July 14, 2021 (St. Paul) – Frontline workers who sacrificed during the COVID-19 pandemic spoke out Wednesday on the need for speedy, fair compensation from a $250 million fund created by the Legislature and administered by a new, nine-member working group.
“The table is set, it’s time to dig in,” said Mary C. Turner, president of the Minnesota Nurses Association. “Lawmakers have been promising to care for essential, frontline workers. It’s time to make sure these funds go to back pay and fulfill the needs of those workers who had to sacrifice pay and benefits during the pandemic.”
The coalition of groups, including SEIU, MNA, Education Minnesota, We Make MN, AFSCME Council 65, Unidos MN, CTUL, the Awood Center, the AFL-CIO and others, pushed legislators to make sure this money is used in a way that begins the process of supporting the workers who gave so much this last year. The groups will continue to advocate the working group on multiple points regarding this money:
- The working group must ensure that this money is easily accessible by the frontline, essential workers who have earned it through their sacrifices for us during this pandemic.
- The working group must ensure what workers get is proportional to their sacrifice to help make these essential workers whole.
- The working group must ensure that workers have a seat at the table in the decision-making process and that money gets into the hands of workers as soon as possible.

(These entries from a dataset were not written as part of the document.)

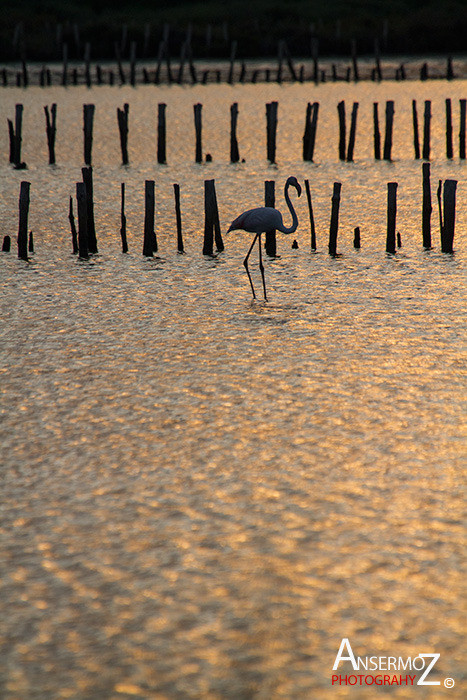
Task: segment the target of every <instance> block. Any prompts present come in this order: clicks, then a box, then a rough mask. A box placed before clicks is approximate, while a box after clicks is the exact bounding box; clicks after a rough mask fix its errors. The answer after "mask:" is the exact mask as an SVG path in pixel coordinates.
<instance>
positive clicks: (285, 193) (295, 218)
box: [227, 176, 302, 301]
mask: <svg viewBox="0 0 467 700" xmlns="http://www.w3.org/2000/svg"><path fill="white" fill-rule="evenodd" d="M290 186H292V187H295V189H296V190H297V193H298V196H299V197H300V195H301V192H302V188H301V187H300V184H299V182H298V180H297V178H296V177H293V176H292V177H289V178H287V182H286V183H285V187H284V197H285V201H286V203H287V206H288V208H289V211H290V213H291V215H292V225H291V226H285V224H284V221H283V219H282V214H281V212H280V211H279V210H278V209H274V207H257V208H256V209H248V210H247V211H244V212H243V213H242V214H240V216H237V218H236V219H234V220H233V221H232V223H231V224H230V226H229V229H228V231H227V233H229V232H230V231H236V230H239V229H240V230H242V231H247V232H248V233H254V234H256V235H255V237H254V239H253V243H252V244H251V246H250V249H249V251H248V253H247V255H246V258H245V260H244V261H243V264H244V266H245V270H246V273H247V275H248V279H249V280H250V285H251V291H252V292H253V298H254V299H256V294H255V289H254V287H253V282H252V279H251V275H250V271H249V269H248V258H249V257H250V253H251V251H252V250H253V246H254V245H255V243H256V239H258V241H259V269H260V271H261V277H262V280H263V290H264V298H265V299H266V301H267V297H266V282H265V279H264V267H263V261H262V256H261V234H262V233H265V232H266V231H271V230H272V229H276V230H277V231H281V232H282V233H285V234H289V233H294V232H295V231H296V230H297V226H298V217H297V214H296V213H295V209H294V208H293V205H292V202H291V201H290V197H289V192H288V189H289V187H290Z"/></svg>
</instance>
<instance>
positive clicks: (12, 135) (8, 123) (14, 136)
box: [7, 119, 16, 163]
mask: <svg viewBox="0 0 467 700" xmlns="http://www.w3.org/2000/svg"><path fill="white" fill-rule="evenodd" d="M7 122H8V135H9V137H10V159H9V162H10V163H14V162H15V148H16V144H15V127H14V126H13V122H12V121H11V119H7Z"/></svg>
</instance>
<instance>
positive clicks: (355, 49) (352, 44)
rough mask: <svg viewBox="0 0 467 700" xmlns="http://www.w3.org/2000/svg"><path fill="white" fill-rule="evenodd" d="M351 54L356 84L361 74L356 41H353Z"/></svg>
mask: <svg viewBox="0 0 467 700" xmlns="http://www.w3.org/2000/svg"><path fill="white" fill-rule="evenodd" d="M351 53H352V65H353V79H354V80H355V82H357V80H359V74H358V63H357V42H356V41H355V39H352V44H351Z"/></svg>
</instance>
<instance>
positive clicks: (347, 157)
mask: <svg viewBox="0 0 467 700" xmlns="http://www.w3.org/2000/svg"><path fill="white" fill-rule="evenodd" d="M357 112H358V102H354V103H353V107H352V118H351V122H350V133H349V145H348V149H347V162H348V163H350V162H352V161H353V152H354V148H355V136H356V133H357Z"/></svg>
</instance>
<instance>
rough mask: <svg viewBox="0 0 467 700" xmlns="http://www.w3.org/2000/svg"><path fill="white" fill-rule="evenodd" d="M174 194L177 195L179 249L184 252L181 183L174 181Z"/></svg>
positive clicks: (176, 216)
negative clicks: (180, 204) (181, 204)
mask: <svg viewBox="0 0 467 700" xmlns="http://www.w3.org/2000/svg"><path fill="white" fill-rule="evenodd" d="M174 196H175V216H176V219H177V251H178V252H179V253H184V252H185V250H184V247H183V236H182V215H181V211H180V185H178V184H177V183H174Z"/></svg>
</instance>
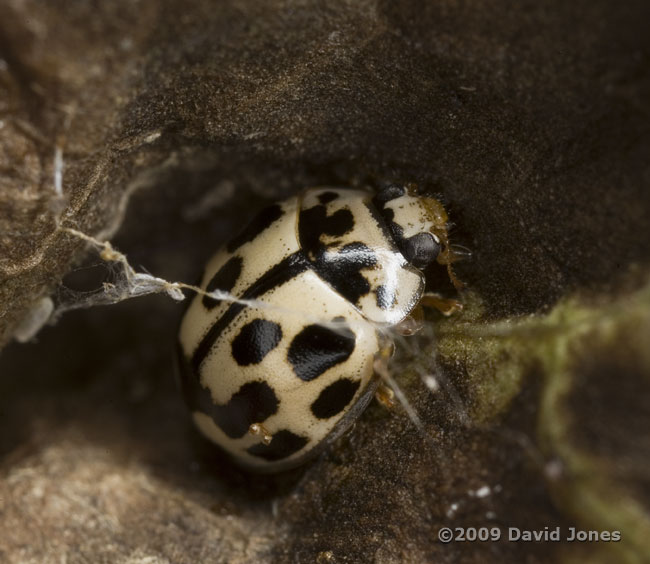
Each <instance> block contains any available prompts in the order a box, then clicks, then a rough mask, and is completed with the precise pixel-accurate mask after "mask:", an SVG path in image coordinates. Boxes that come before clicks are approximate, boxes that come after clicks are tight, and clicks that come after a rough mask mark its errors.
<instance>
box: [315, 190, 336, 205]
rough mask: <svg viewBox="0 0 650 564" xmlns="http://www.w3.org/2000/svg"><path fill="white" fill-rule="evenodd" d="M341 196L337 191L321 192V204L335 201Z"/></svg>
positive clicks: (329, 202)
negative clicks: (336, 192) (337, 192)
mask: <svg viewBox="0 0 650 564" xmlns="http://www.w3.org/2000/svg"><path fill="white" fill-rule="evenodd" d="M338 197H339V195H338V194H337V193H336V192H323V193H322V194H319V196H318V201H319V202H320V203H321V204H329V203H330V202H333V201H334V200H336V199H337V198H338Z"/></svg>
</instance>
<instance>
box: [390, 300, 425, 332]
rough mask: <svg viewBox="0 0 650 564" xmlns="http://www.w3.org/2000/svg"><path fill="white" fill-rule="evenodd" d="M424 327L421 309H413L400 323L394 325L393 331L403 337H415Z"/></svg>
mask: <svg viewBox="0 0 650 564" xmlns="http://www.w3.org/2000/svg"><path fill="white" fill-rule="evenodd" d="M422 327H424V315H423V312H422V308H420V307H417V308H415V309H414V310H413V311H412V312H411V314H410V315H407V316H406V317H405V318H404V319H402V321H400V322H399V323H398V324H397V325H395V331H397V333H398V334H400V335H403V336H404V337H409V336H411V335H415V333H417V332H418V331H419V330H420V329H422Z"/></svg>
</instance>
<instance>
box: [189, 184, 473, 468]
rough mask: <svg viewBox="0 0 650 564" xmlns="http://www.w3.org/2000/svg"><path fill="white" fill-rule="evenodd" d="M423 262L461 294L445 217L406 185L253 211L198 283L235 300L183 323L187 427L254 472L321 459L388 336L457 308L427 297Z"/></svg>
mask: <svg viewBox="0 0 650 564" xmlns="http://www.w3.org/2000/svg"><path fill="white" fill-rule="evenodd" d="M434 260H437V261H438V262H439V263H441V264H446V265H447V268H448V272H449V276H450V277H451V280H452V282H454V284H455V285H456V286H457V287H459V286H460V284H459V283H458V282H457V280H456V278H455V277H454V275H453V272H452V271H451V267H450V263H451V261H452V254H451V251H450V249H449V245H448V241H447V215H446V213H445V210H444V208H443V207H442V205H441V204H440V203H439V202H438V201H437V200H435V199H433V198H427V197H423V196H418V195H417V194H416V193H415V189H414V188H413V187H410V186H409V187H403V186H397V185H390V186H388V187H385V188H383V189H381V190H379V191H377V192H371V191H364V190H352V189H341V188H329V187H325V188H311V189H307V190H305V191H303V192H302V193H300V194H299V195H297V196H294V197H292V198H289V199H288V200H286V201H284V202H281V203H278V204H274V205H271V206H269V207H267V208H265V209H264V210H262V211H261V212H260V213H259V214H258V215H257V216H256V217H255V219H253V221H252V222H251V223H250V224H249V225H248V226H247V227H246V228H245V229H244V230H243V231H242V232H241V233H240V234H239V235H238V236H237V237H235V238H234V239H233V240H231V241H230V242H229V243H228V244H227V245H226V246H225V247H224V248H222V249H221V250H220V251H219V252H217V254H216V255H215V256H214V257H212V259H211V260H210V261H209V262H208V265H207V267H206V269H205V272H204V274H203V278H202V281H201V288H202V289H204V290H205V291H206V292H215V291H216V290H221V291H223V292H227V293H228V294H229V295H230V296H232V297H234V298H236V299H237V300H238V301H232V300H219V299H216V298H213V297H211V296H206V295H197V296H196V297H195V298H194V299H193V301H192V302H191V304H190V305H189V307H188V309H187V311H186V313H185V316H184V317H183V320H182V322H181V327H180V335H179V341H180V351H179V361H180V366H181V383H182V388H183V392H184V395H185V399H186V401H187V403H188V404H189V407H190V409H191V411H192V416H193V418H194V421H195V423H196V425H197V426H198V428H199V429H200V430H201V432H202V433H203V434H204V435H206V436H207V437H208V438H209V439H211V440H212V441H213V442H215V443H216V444H217V445H219V446H220V447H222V448H223V449H224V450H225V451H227V452H228V453H229V454H230V455H231V456H232V457H233V458H234V459H235V460H236V461H237V462H238V463H239V464H241V465H243V466H246V467H248V468H250V469H253V470H257V471H276V470H282V469H285V468H290V467H292V466H297V465H299V464H301V463H302V462H304V461H305V460H306V459H308V458H310V457H311V456H314V455H315V454H317V453H318V452H320V451H321V450H322V449H323V448H324V447H325V446H326V445H327V444H329V443H331V442H332V441H333V440H334V439H335V438H337V437H338V436H339V435H340V434H341V433H342V432H343V431H344V430H345V429H346V428H347V427H348V426H349V425H350V424H351V423H352V422H353V421H354V420H355V419H356V418H357V417H358V416H359V415H360V414H361V412H362V411H363V409H364V408H365V407H366V405H367V404H368V402H369V401H370V399H371V398H372V395H373V393H374V392H375V390H376V388H377V384H378V380H379V378H378V377H377V371H378V370H377V367H378V361H379V362H380V363H382V362H385V360H386V358H387V357H388V356H389V354H388V351H391V350H392V343H391V342H390V340H389V339H388V338H387V336H386V331H385V329H386V328H389V327H394V326H397V327H400V326H407V325H408V323H406V322H407V321H409V320H411V319H412V318H413V317H417V315H416V314H417V313H418V308H419V305H420V303H425V302H427V303H428V305H433V306H435V307H438V308H439V309H441V310H443V311H445V312H446V313H448V312H449V311H450V310H451V309H453V307H454V305H456V304H457V302H455V301H453V300H443V299H441V298H438V297H436V296H435V295H433V296H426V297H425V294H424V282H425V280H424V275H423V274H422V271H421V269H423V268H425V267H426V266H427V265H429V264H430V263H431V262H432V261H434ZM423 298H424V299H423ZM251 302H253V305H252V306H251ZM260 302H263V303H260Z"/></svg>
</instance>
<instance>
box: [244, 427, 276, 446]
mask: <svg viewBox="0 0 650 564" xmlns="http://www.w3.org/2000/svg"><path fill="white" fill-rule="evenodd" d="M248 432H249V433H250V434H251V435H254V436H258V435H261V436H262V443H263V444H265V445H270V444H271V441H272V440H273V435H271V433H269V431H268V429H267V428H266V427H264V425H262V424H261V423H253V424H251V426H250V427H249V428H248Z"/></svg>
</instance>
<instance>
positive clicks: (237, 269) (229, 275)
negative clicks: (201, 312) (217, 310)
mask: <svg viewBox="0 0 650 564" xmlns="http://www.w3.org/2000/svg"><path fill="white" fill-rule="evenodd" d="M242 264H243V260H242V258H241V257H238V256H234V257H232V258H230V259H229V260H228V262H227V263H226V264H224V265H223V266H222V267H221V268H220V269H219V270H218V271H217V273H216V274H215V275H214V276H213V277H212V278H211V279H210V282H208V285H207V286H206V288H205V291H206V292H214V291H215V290H222V291H223V292H230V290H232V289H233V288H234V286H235V283H236V282H237V280H238V279H239V276H240V275H241V267H242ZM220 303H221V300H218V299H216V298H211V297H210V296H203V305H204V306H205V307H206V308H207V309H213V308H215V307H217V306H218V305H219V304H220Z"/></svg>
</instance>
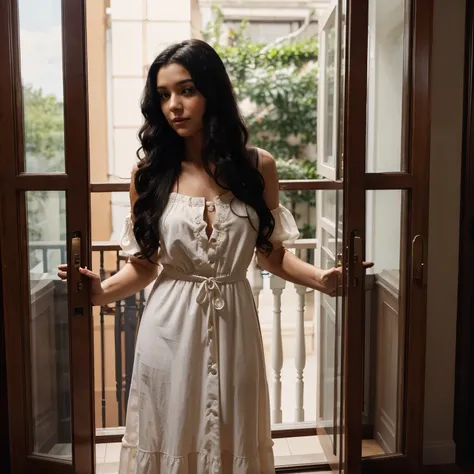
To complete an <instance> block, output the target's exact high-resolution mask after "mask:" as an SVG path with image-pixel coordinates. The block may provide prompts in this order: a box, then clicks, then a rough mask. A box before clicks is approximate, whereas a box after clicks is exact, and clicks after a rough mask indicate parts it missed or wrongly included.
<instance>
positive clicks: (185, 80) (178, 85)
mask: <svg viewBox="0 0 474 474" xmlns="http://www.w3.org/2000/svg"><path fill="white" fill-rule="evenodd" d="M188 82H193V80H192V79H183V80H182V81H179V82H177V83H176V84H175V85H177V86H182V85H184V84H187V83H188ZM157 89H167V87H165V86H160V85H159V86H158V87H157Z"/></svg>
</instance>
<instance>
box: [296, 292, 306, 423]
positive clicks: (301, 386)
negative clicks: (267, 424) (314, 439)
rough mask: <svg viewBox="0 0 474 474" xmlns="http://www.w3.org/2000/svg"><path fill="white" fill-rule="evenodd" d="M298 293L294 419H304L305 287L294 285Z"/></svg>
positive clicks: (305, 349) (305, 358)
mask: <svg viewBox="0 0 474 474" xmlns="http://www.w3.org/2000/svg"><path fill="white" fill-rule="evenodd" d="M295 289H296V293H297V294H298V307H297V309H296V353H295V367H296V408H295V421H297V422H298V421H304V381H303V372H304V368H305V365H306V342H305V337H304V307H305V302H306V301H305V299H306V287H304V286H301V285H295Z"/></svg>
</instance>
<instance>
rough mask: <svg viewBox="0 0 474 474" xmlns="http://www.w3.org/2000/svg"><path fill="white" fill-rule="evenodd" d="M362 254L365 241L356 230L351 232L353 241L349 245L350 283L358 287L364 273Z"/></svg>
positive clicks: (348, 283) (349, 275) (348, 258)
mask: <svg viewBox="0 0 474 474" xmlns="http://www.w3.org/2000/svg"><path fill="white" fill-rule="evenodd" d="M362 255H363V241H362V237H360V236H358V235H357V233H356V231H353V232H352V233H351V241H350V246H349V258H348V260H349V262H348V285H350V286H352V287H353V288H357V287H358V286H359V285H360V283H361V278H362V274H361V272H360V271H358V270H360V269H361V268H362Z"/></svg>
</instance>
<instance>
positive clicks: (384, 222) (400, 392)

Odemaris Mercado, a janitor for ABM who cleans the Cargill building and Executive Board member of her union, SEIU Local 26, shared the urgency of this work:
“This $250 million is a great start, but essential workers like me need action. When I had COVID I thought I was going to die. While I missed work I got no pay from my employer. I used all my vacation and sick time – and my union gave me $300 – but I still am struggling to pay my rent and bills. I had to ask family and friends for food and money to support my family. I hope the working group listens to workers, works fast and gets money into the hands of essential workers as soon as possible.”Workers have been fighting for essential worker pay since the special legislative sessions in the fall of 2020. After the Minnesota House of Representatives passed the Essential Workers Emergency Leave Act, authored by Rep. Cedrick Fraizer, the Senate GOP blocked the same bill authored by Sen. Erin Murphy.
MAPE Vice President Angela Halseth shared how this is an important first step:
“We are glad to see this taskforce get started, but it is just that- a start. I and my colleagues spent the last year dealing with outbreak after outbreak in the correctional facilities. We did everything we could to stop the spread but still we got sick, our families got sick, and our clients got sick,” said Halseth. “We are like hundreds of thousands of Minnesotans who endured over the last year while on the front lines. We look forward to collaborating with the taskforce to bring these stories to the forefront and find ways to make people whole again.”
The Essential Workers Emergency Leave Act would have required employers to give their workers quarantine pay or time off to recover from vaccination; many businesses qualify for a dollar-for-dollar, up-front federal tax credit to cover the cost of such payment. Worker advocates say the refusal by the Senate GOP, under pressure from by the Chamber of Commerce and hospital executives, to ask employers to do right by their workers left millions of federal dollars on the table that could have benefitted essential workers.